I read it Jaya, and I am so so sorry.







Trace


----------



## mrsuribe (Nov 9, 2004)

Jaya,

I just read your story and I'm so sorry for your loss.


----------



## Quirky (Jun 18, 2002)

Oh, mama, I'm streaming tears. I am so terribly sorry. I am so sorry for the loss of your sweet baby boy, and for your tremendous pain and suffering.








Trace Oak


----------



## rn (Jul 27, 2003)

I read your story. I am deeply saddened by your loss.








Trace


----------



## AllyRae (Dec 10, 2003)

Oh mama, I am so so sorry...








: Trace


----------



## coralsmom (Apr 1, 2005)

jaya,
i am so sorry for what happened. thank you for sharing your story.

trace oak









jaya


----------



## lolalapcat (Sep 7, 2006)

Jaya--oh, what you have endured.

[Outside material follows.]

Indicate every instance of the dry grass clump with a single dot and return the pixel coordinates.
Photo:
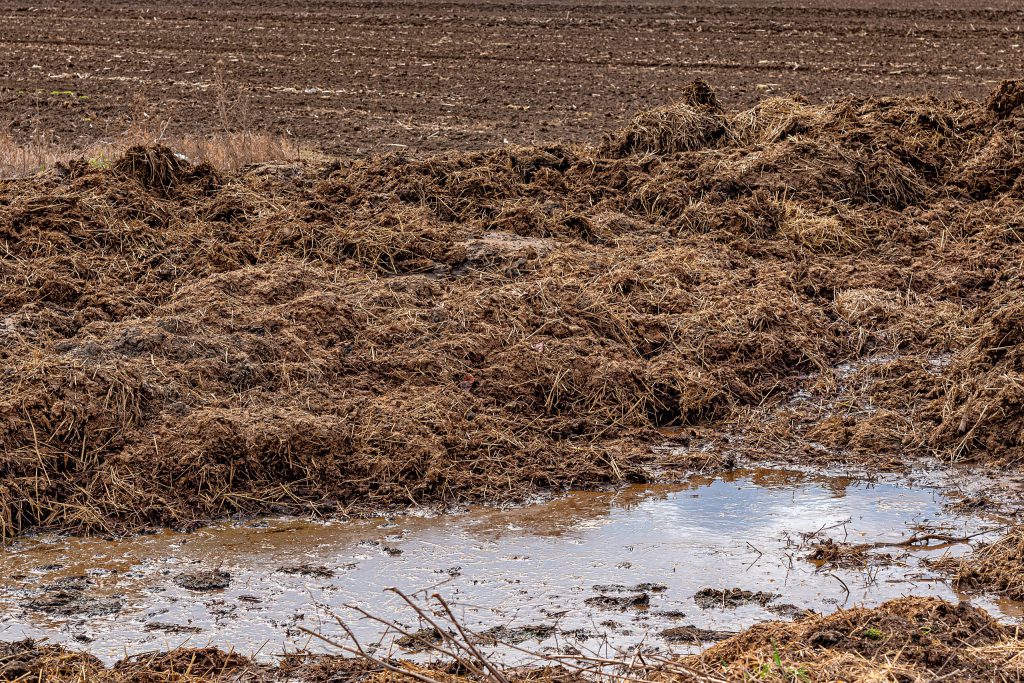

How strong you must be, and how sad that you had to find that out. I'm so sorry you went through all of that. Trace was very lucky to have you for a mommy, your love for him shines through your story.








for you and your family.

Keri


----------



## moma justice (Aug 16, 2003)

thank you so much for putting it to words

i know i know i know
that is all i can say.
and thank you for telling me.


----------



## iris0110 (Aug 26, 2003)

s I am so sorry. Your story was so well written, thank you for sharing Trace Oak with us.








Trace Oak


----------



## Len (Nov 19, 2001)

I just read your story with my heart and body in pain for you; I'm very sorry you had to go through that horrible experience, besides the unbelievable pain of losing your son Trace.

You are a strong woman and mother, but please make sure you are well cared for in the coming months.








Trace Oak


----------



## HaveWool~Will Felt (Apr 26, 2004)

Thank you for sharing your story, mama! I am so sorry for your loss.








Sending healing vibes your way!!
Please be gentle with yourself.


----------



## Andy-Billsmum (Nov 8, 2006)

I am so sorry for your loss

Camila

Mum to Andrew (07/01) and my angels Freya, Thomas and James


----------



## jennay (Mar 20, 2003)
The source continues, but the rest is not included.